KUALA LUMPUR (Reuters) - Malaysia’s Petronas PETR.UL aims to overcome Canada’s opposition to its $5.2 billion bid for Progress Energy Resources PRQ.TO by adding more independent directors to the board of the gas producer, the Financial Times reported.
The newspaper cited the Malaysian state oil firm’s chief executive Shamsul Azhar Abbas as saying in an interview that Petronas was prepared to make the move to soothe Canada’s concerns about a lack of transparency after the takeover.
Canada blocked Petronas’s bid for Progress last month, with Industry Minister Christian Paradis saying it was unlikely to bring a “net benefit” to the country. Petronas and Progress are planning a multibillion-dollar liquefied natural gas plant on Canada’s West Coast.
Petronas has said it plans to make further submissions to win approval.
“We’ve told them if you want more transparency from us we’re prepared to increase the number of independent directors (on the Progress board). It’s good governance,” Shamsul was quoted as saying by the newspaper.
Shamsul also said Petronas as a whole had become more transparent since he took over in 2010, even though he reported ultimately to Malaysian Prime Minister Najib Razak.

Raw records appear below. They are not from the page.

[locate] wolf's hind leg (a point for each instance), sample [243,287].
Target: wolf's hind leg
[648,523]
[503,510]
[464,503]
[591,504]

“In terms of governance and transparency we are not a publicly listed company but we behave as one. There is no interference from the government,” Shamsul said.
Petronas is Malaysia’s largest single taxpayer and its biggest source of revenue, covering as much as 45 percent of the government’s annual budget.
Shamsul said Petronas has been in talks to cut special dividend payments to the government, which amounted to 28 billion ringgit last year. The dividend would be cut next year by a billion ringgit and likely fall further each year, he said.